To Shore, the most important lesson about TNR is that spaying and neutering save lives — that goes for all animals, regardless of breed, sex, or age. She said that the mission of CATSNAP seeks to reduce pet overpopulation and to improve the welfare of animals in the greater Champaign County area.
“By spaying/neutering, we are reducing the number of cats and dogs born into situations of inadequate care and abuse,” Shore said. “We are also limiting the numbers of unwanted animals relinquished to shelters, where they are often euthanized for lack of space.”
Faulkner said many people think that there’s nothing that can be done for strays, however, there are resources for them — and CCHS can help point people in the right direction.
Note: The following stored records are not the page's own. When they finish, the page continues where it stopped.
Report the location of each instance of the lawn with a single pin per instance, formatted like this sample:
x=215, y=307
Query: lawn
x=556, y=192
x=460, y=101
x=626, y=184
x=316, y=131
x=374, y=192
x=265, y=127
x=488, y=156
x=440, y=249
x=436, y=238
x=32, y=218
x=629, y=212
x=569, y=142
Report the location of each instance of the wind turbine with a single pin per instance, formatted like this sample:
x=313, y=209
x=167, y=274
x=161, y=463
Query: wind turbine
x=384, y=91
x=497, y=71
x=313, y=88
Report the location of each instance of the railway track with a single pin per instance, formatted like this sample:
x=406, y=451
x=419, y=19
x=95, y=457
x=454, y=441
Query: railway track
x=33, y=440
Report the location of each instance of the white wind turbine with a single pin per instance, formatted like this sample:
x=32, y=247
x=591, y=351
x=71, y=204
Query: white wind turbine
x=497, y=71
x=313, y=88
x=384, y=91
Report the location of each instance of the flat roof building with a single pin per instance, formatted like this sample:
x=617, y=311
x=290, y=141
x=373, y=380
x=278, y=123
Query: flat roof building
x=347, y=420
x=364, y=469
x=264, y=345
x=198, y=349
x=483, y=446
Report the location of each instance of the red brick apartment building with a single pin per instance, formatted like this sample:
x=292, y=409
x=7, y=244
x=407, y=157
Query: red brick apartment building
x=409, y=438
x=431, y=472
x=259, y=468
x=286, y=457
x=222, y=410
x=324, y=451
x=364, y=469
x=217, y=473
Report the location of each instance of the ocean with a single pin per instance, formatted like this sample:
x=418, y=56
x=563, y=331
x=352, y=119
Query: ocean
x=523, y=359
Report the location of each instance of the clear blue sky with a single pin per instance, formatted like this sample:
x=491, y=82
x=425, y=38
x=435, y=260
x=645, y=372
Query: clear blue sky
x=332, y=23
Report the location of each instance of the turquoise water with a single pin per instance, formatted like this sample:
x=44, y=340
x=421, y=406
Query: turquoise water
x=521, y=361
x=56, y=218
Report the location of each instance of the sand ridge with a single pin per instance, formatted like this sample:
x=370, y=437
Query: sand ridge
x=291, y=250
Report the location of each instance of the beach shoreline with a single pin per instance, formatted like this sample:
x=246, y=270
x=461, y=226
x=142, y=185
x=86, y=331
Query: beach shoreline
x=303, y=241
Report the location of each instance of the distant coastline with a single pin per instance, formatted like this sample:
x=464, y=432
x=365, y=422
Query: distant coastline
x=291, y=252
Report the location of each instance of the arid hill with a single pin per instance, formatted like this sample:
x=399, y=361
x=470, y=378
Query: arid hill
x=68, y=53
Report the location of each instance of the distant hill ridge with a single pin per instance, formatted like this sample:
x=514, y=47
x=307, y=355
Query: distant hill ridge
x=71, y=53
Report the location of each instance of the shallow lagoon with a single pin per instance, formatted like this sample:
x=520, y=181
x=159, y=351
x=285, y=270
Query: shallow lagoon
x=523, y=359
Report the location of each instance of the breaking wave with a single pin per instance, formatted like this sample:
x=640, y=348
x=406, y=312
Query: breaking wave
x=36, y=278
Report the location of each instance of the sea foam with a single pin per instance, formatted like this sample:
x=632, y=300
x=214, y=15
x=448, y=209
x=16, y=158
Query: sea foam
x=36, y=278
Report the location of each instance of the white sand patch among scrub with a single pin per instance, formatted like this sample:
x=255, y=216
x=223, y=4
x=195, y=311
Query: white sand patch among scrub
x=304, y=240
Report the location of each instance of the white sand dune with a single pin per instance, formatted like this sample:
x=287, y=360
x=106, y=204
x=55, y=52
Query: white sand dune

She also said people can get involved by just passing the word along to anyone who knows of wild cats in their area.
She said that TNR is the best way of addressing wild cats.
“Of course, we would love to take them all and put them into homes, but realistically we can’t do that,” Faulkner continued. “They are wild, they would not be happy and would not do well in traditional, standard adoptions. This is what’s best for them. It keeps them the healthiest that we can keep them. It keeps them happy in the environment that they’re used to.
While friendly strays can be put up for adoption, TNR clinics can’t do that with all the cats they serve.
“It’s the feral cats that need more support because they are pretty misunderstood by the general public,” she said.